Patients with a suspected diagnosis of PSACH or MED were referred to the National Genetics Reference Laboratory (Manchester) as part of one of two studies; ‘Meeting the genetic needs of families with skeletal dysplasias’ or ‘The European Skeletal Dysplasia Network (ESDN)’. In most cases, the referring diagnosis was made by a clinical geneticist and many of these would not have been an expert in the diagnosis of skeletal dysplasias.

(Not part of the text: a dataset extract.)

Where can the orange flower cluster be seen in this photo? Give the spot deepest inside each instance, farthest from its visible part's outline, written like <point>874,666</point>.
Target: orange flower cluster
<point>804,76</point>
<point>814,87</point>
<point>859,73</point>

Furthermore, our own assessment of the available clinical and radiographic information was not a prerequisite for molecular testing.

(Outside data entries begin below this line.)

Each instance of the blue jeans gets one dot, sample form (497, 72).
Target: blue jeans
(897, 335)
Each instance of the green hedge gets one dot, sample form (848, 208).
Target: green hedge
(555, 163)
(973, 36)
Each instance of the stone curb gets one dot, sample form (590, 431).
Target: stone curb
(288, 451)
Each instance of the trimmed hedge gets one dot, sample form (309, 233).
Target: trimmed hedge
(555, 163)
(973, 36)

Development of an accurate and efficient COMP screening protocol

The COMP gene is located on chromosome 19p12 and comprises 19 exons which encode the signal peptide (exon 1), coiled-coil (exons 1–4), type II repeats (exons 4–8), type III repeats (exons 8–15) and C-terminal domain (exons 16–19), respectively.21. All of the mutations identified to date in PSACH and MED cluster in the type III or C-terminal domains.18 We therefore established an accurate and efficient COMP mutation screening protocol by employing bidirectional fluorescent DNA sequencing of exons 8–19 of COMP.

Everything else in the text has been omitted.